If you have a load of apples, you can assemble pies and freeze them unbaked. It works great. Just do a layer of waxed paper, then foil, then into a ziploc and into the freezer.

Let me know if anyone is interested in recipes for canning...I'm happy to send them your way.
aargersi October 4, 2010
we made this on Saturday - it's amazing, you could serve with some bread and sharp cheddar cheese ...

Sadassa_Ulna October 4, 2010
This yummy Jewish Apple Cake is baked in a tube pan. I found this recipe years ago online, attributed to "Maidy." It is unbelievable. I sometimes lay a loose piece of foil over the top when it starts to look brown and crusty. I use any kind of apple, but Granny Smiths do add a nice kick.If the apples are mild I just double the cinnamon!

Prep Time: 20 minutes (takes me that long just to peel the apples)
Cook Time: 1 hour, 45 minutes
Total Time: 1 hour, 65 minutes

* 6 Granny Smith Apples, peeled & thinly sliced
* 2 Heaping Teaspoons cinnamon
* 5-6 Tablespoons granulated sugar or to taste
* 3 Cups all purpose flour
* 2 1/4 Cups sugar, half granulated, half dark brown
* 3 Teaspoons baking powder
* 1/2 Teaspoons salt
* 4 Eggs
* 1 Cup vegetable oil
* 2 1/2 Teaspoons vanilla extract
* 1/3 Cup freshly squeezed orange juice (I use Tropicana and it is fine)

Oil (I use butter) and flour a tube pan - not a fluted one - or angel food cake pan. Set aside. Preheat oven to 350 degrees.

In a medium bowl, mix the apples, cinnamon, and sugar.

In a large bowl, mix the rest of the ingredients together and beat with a wooden spoon until the mixture is smooth.

Scoop half the batter into the prepared pan can cover with half the apple mixture. Scoop a second layer of batter over the apples and top with remaining apple mixture.

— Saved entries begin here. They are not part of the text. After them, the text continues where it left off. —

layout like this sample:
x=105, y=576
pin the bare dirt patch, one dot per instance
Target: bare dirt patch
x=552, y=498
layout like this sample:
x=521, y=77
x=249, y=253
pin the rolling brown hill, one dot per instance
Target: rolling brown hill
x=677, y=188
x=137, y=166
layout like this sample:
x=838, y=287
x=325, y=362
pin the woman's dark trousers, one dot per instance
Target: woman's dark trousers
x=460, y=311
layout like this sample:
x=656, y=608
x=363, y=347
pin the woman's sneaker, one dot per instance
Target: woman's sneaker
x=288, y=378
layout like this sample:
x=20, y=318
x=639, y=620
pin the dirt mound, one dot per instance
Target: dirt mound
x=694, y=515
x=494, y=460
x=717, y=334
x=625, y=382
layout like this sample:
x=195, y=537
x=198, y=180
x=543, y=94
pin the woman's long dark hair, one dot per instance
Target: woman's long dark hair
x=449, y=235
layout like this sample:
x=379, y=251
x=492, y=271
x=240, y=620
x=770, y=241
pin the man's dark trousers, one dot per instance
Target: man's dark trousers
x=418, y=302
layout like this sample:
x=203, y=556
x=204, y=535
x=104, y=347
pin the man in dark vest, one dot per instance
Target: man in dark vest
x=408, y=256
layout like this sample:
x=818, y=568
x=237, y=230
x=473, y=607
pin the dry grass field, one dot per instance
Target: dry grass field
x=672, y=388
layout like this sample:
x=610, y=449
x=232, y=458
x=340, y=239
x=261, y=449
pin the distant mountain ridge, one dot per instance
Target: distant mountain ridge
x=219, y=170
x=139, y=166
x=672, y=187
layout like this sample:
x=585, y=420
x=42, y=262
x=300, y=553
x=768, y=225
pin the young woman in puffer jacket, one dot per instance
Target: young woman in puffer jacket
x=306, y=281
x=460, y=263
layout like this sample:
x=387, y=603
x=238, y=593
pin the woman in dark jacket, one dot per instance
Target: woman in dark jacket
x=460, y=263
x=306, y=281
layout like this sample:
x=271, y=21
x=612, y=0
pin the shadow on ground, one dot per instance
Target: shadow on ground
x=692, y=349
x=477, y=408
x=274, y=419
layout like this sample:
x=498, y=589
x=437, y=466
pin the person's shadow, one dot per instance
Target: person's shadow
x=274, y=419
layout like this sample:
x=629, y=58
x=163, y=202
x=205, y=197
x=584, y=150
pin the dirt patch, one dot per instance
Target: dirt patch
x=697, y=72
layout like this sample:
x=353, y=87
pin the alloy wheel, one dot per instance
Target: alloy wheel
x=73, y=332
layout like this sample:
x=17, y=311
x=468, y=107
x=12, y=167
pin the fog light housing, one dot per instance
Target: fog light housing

Bake for about 1 3/4 hours. The crust should be crunchy. Cool in the pan for 15 minutes and remove to wire rack to finish cooling.

Serves 12. - Maidy
JenBowers October 4, 2010
mrslarkin, Apple Cinnamon Scones sound amazing! Do you have a basic scone recipe you can recommend?
mrslarkin October 4, 2010
I'm guessing you want sweet, not savory ideas. Pie. Or apple sauce, served warm with a dollop of sour cream or creme fraiche (heaven). I just made Apple Cinnamon Scones this weekend. They were a huge hit. I diced some Empire apples, froze them in a single layer on a parchment-lined sheet pan, tossed them with sugar/cinnamon/flour, then mixed into the flour/butter before adding liquid. Make a simple cider glaze (warm cider, confect. sugar, dash of cinnamon) for drizzling on top.
Michael H. October 4, 2010
Apple butter! Serve it with muffins, biscuits, scones, popovers, etc. Thomas Keller's "Ad Hoc at Home" cookbook has a great recipe that uses a slow-cooker.